Jakarta — Dewan Pimpinan Pusat Federasi Serikat Pekerja Industri Merdeka (DPP FSPIM) mengadukan sejumlah masalah pekerja pertambangan di kantor Kementerian Tenaga Kerja Republik Indonesia (Kemnaker RI). Pengaduan tersebut dilakukan pada 17 November 2025.
Ketua DPP FSPIM Jordi Goral menuturkan,
masalah utama menjadi aduan yakni, mengenai Keselamatan dan Kesehatan Kerja (K3). Kedatangan pihaknya dikirimkan oleh Direktorat Jenderal Pembinaan Pengawasan Ketenagakerjaan dan Keselamatan dan Kesehatan Kerja (ditjen Binwasnaker & K3), melalui 2 orang stafnya.
“Adapun hal spesifik dikeluhkan oleh pihaknya, seperti 3 orang pekerja PT. QMB meninggal , Maret lalu tidak mendapatkan santunan, hanya karena pekerja tersebut merupakan pekerja kontraktor harian,” kata Jordi, Rabu (19/12).
Jordi menyebutkan, pekerja tersebut tidak mendapatkan BPJS Ketenagakerjaan dari perusahaan. Padahal menurut kedua staf Kemnaker, perusahaan wajib membuatkan BPJS pekerja — apapun statusnya. Kasus lain juga turut diadukan oleh pihaknya seperti kebocoran gas di PT. QFF dan (yang terbaru) meninggalnya pekerja di PT. LSI/BSI akibat kesetrum listrik.
Dikonfirmasi Media Relations Head PT IMIP, Dedy Kurniawan mengatakan, bagi pihaknya, kritikan sifatnya membangun itu sangat perlu dilakukan, demi perbaikan berkelanjutan dan menciptakan lingkungan kerja lebih baik. Kawasan IMIP sangat terbuka dengan hal tersebut. Apalagi itu datang dari serikat pekerja sejatinya menjadi mitra strategis dari perusahaan.

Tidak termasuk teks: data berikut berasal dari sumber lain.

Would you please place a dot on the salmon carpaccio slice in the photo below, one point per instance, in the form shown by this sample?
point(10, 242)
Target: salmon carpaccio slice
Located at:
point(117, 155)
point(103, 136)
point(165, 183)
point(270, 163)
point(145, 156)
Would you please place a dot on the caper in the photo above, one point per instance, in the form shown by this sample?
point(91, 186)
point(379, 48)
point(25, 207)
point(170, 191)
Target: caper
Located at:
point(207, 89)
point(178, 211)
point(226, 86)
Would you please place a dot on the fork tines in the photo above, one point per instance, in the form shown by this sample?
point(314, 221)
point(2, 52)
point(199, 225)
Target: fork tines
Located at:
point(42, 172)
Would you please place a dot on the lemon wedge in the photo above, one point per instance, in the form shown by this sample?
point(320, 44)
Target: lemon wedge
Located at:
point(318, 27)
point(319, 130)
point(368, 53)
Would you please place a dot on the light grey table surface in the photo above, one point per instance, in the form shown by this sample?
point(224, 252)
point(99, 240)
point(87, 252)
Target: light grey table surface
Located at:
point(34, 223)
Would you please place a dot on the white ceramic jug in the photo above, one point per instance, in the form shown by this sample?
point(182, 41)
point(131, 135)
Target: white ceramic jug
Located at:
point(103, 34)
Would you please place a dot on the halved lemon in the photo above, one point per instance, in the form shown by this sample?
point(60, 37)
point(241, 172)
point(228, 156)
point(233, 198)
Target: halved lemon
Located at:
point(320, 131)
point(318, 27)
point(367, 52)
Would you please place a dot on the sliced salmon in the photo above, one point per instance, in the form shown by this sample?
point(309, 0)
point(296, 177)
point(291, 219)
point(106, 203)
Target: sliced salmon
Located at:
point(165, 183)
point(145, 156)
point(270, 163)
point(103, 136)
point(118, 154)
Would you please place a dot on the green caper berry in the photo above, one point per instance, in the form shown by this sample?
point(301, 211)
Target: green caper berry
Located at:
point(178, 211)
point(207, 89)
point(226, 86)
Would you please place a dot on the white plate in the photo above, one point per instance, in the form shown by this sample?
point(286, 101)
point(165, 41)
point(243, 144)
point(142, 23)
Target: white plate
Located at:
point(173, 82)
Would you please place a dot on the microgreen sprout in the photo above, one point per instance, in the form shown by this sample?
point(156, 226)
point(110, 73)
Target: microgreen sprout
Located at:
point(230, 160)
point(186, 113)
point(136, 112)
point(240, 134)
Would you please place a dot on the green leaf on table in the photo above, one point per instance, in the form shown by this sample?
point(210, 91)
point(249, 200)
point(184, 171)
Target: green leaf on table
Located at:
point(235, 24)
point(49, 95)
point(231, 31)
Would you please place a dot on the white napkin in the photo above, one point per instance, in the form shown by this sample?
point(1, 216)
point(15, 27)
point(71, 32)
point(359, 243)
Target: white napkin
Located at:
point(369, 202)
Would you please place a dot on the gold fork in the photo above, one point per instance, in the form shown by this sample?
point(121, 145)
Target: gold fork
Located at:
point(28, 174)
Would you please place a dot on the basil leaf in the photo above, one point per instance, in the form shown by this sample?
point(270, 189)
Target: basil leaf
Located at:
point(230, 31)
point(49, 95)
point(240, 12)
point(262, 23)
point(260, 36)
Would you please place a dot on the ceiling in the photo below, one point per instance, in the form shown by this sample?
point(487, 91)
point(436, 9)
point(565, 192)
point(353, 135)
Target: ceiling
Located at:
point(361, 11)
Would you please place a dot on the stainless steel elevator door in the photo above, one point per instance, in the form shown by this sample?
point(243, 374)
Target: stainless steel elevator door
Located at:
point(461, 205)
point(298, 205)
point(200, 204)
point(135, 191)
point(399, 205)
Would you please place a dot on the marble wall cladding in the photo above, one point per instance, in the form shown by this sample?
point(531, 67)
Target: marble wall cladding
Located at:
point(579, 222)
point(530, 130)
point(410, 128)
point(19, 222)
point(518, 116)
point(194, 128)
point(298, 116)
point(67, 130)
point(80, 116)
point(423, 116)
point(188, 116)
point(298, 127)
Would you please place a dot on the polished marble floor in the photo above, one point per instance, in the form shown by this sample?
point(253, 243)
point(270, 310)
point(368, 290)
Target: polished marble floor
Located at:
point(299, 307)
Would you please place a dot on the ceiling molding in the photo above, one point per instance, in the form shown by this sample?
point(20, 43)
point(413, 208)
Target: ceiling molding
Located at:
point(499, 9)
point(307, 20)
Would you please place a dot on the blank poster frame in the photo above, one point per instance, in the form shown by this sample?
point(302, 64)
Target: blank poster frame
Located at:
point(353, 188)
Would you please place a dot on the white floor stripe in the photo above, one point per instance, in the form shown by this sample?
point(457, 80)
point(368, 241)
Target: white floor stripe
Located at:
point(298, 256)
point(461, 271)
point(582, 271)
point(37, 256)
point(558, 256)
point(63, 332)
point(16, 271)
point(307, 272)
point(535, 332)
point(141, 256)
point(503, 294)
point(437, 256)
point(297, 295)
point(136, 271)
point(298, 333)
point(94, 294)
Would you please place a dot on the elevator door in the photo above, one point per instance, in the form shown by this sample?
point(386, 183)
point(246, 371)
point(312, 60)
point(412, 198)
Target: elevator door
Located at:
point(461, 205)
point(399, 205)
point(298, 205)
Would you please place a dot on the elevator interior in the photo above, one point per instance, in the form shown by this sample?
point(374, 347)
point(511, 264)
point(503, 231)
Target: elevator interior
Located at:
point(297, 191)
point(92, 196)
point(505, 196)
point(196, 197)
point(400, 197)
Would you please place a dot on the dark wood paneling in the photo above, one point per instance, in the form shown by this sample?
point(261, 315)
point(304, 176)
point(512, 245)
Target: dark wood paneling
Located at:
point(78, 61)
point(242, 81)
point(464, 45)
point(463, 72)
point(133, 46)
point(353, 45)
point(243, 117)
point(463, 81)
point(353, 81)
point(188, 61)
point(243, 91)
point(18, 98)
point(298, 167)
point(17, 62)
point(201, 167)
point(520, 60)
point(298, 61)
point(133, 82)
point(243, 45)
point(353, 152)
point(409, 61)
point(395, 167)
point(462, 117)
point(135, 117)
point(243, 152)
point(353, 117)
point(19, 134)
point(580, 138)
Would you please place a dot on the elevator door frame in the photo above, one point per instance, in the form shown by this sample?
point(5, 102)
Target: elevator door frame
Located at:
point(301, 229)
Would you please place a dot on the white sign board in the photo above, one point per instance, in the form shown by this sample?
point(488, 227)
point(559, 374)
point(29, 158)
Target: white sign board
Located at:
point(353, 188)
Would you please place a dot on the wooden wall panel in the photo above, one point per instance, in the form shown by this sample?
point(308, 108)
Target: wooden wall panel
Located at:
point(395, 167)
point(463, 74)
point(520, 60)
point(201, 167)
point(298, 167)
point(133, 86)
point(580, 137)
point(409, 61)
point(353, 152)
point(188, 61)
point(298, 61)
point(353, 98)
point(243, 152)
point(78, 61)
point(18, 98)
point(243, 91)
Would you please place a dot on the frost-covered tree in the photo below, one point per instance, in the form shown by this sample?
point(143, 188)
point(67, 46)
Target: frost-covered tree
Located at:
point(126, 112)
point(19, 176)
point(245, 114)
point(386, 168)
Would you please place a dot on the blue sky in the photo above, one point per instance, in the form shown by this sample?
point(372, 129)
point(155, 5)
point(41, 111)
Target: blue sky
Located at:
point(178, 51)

“Tetapi, kritik dikeluarkan itu wajib disampaikan dengan jernih dan faktual berdasarkan data serta fakta. Bukan bersumber dari informasi tidak dapat dipertanggungjawabkan kebenarannya,” ujar Dedy, Rabu (19/11).
Dedy mengatakan, pada prinsipnya K3 menjadi sebuah nilai utama dan komitmen mutlak bagi seluruh perusahaan (tenant) ada di dalamnya. Itu merupakan kewajiban hukum dan etis untuk melindungi pekerja dari kecelakaan dan penyakit akibat kerja.
“Segala temuan investigasi oleh pihak berwenang, dalam hal ini Binwasnaker Sulteng, menjadi dasar untuk mengevaluasi sistem, prosedur secara menyeluruh terhadap keselamatan dan kesehatan kerja di wilayah operasional Kawasan IMIP, ” katanya.
Perlu diketahui, kata Dedy, semua jenis kecelakaan kerja telah dilaporkan ke instansi berwenang, dalam hal ini Dinas Ketenagakerjaan Provinsi Sulawesi Tengah, dan Dinas Ketenagakerjaan Kabupaten Morowali. Tak hanya melaporkan ke instansi berwenang, perusahaan juga melaporkan ke BPJS Ketenagakerjaan, agar karyawan mendapatkan perlindungan finansial dan manfaat tersedia antara lain biaya pengobatan dan/atau santunan.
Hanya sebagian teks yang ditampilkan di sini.